『ダヤンのたんじょうび』 | 手当たり次第の本棚

『ダヤンのたんじょうび』

誕生日といえば、やっぱり、バースデイ・パーティーだろう。
この日以外には、ふつう、「自分の事をみんなが祝って大騒ぎしてくれる」日というのは、ないもんな。
だから、誕生日をゆったりすごすのもいいけど、パーティーで大騒ぎ……これができると、こたえられないだろ。お誕生会は子供だけのものじゃないぞっ(笑)。

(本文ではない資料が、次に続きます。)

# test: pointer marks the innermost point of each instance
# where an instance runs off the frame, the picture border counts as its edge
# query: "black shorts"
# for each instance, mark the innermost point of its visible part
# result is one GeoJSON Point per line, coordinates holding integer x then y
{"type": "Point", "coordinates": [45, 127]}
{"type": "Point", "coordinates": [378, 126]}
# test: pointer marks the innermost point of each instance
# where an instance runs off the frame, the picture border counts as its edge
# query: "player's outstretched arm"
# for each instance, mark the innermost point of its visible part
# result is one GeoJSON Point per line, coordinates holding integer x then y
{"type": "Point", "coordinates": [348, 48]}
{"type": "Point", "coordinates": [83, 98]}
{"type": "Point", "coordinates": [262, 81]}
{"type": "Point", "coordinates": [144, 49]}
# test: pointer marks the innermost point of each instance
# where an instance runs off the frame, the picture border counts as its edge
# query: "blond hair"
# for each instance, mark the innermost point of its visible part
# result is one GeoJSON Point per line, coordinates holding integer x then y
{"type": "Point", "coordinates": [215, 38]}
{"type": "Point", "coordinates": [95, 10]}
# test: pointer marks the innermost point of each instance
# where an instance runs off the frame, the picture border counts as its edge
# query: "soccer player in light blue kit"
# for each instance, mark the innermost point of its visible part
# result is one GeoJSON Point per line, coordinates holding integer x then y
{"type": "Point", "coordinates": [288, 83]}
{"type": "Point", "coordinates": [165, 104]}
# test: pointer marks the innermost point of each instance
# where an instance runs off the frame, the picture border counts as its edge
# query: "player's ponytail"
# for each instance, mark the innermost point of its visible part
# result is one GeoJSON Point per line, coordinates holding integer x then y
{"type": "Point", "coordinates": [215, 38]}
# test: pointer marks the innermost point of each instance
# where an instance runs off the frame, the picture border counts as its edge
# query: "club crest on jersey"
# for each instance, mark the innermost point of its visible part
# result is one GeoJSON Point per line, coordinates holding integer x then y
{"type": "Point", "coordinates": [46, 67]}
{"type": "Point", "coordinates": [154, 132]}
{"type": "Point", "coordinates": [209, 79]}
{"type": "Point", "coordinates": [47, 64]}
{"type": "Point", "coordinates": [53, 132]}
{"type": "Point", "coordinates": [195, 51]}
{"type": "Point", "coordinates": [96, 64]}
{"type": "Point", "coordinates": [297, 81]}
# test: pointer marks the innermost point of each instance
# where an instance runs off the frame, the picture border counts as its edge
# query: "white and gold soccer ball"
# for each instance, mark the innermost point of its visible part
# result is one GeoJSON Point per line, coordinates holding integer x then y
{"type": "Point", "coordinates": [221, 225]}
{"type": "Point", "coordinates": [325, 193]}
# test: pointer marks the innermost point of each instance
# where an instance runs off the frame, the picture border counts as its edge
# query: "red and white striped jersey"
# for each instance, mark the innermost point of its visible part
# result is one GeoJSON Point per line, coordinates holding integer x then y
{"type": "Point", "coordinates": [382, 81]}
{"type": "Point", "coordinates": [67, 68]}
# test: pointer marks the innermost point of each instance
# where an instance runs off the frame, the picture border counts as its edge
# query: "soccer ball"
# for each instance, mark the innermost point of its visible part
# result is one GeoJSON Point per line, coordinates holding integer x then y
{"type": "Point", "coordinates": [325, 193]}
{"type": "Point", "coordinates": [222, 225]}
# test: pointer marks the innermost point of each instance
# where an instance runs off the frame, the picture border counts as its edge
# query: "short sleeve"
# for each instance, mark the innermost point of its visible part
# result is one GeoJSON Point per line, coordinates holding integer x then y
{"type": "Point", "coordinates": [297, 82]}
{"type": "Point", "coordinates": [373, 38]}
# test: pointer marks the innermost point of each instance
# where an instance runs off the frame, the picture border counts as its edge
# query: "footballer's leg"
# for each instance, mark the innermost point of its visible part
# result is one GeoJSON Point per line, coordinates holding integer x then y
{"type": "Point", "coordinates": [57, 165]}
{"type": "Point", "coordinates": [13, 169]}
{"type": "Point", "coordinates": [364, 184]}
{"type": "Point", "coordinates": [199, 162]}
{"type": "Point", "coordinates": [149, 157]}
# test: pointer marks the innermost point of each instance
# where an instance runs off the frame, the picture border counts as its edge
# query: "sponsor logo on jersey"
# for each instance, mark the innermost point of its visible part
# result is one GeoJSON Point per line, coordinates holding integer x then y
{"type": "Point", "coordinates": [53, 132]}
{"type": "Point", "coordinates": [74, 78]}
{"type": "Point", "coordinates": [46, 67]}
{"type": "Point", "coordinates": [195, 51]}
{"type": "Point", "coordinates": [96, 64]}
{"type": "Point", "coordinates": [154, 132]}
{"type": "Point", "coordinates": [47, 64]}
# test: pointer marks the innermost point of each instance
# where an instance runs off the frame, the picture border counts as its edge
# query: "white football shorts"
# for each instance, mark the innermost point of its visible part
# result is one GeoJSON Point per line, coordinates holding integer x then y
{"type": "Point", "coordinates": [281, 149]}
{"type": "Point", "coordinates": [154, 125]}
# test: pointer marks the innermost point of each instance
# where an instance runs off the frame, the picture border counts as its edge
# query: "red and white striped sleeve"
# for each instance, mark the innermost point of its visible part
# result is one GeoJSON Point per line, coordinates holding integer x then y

わちふぃーるどでも、やはり、誕生日はパーティーでにぎやかにやるみたいだ。
ところが、主人公のダヤンは地球(アルス)生まれ。
ふつう、地球……というか、人間の社会では、猫の誕生日を憶えておいたり、猫と一緒に祝ったりというのは、しないものだと思う。
いや、なかには「うちではやりますよ!」という人も、いるかもしれないけどさ。
やっぱり……少数派でしょう?( ‥)/

ともあれ、ダヤンも、誕生日ってものが何なのかすら、知らなかったというわけだ。
だから、友達のマーシィがバースデイ・パーティーをやった時、自分もやりたいなあって思っていて、でも、そもそも、誕生日。バースデイっていうのがいったい何なのかを知らなかったってわけ。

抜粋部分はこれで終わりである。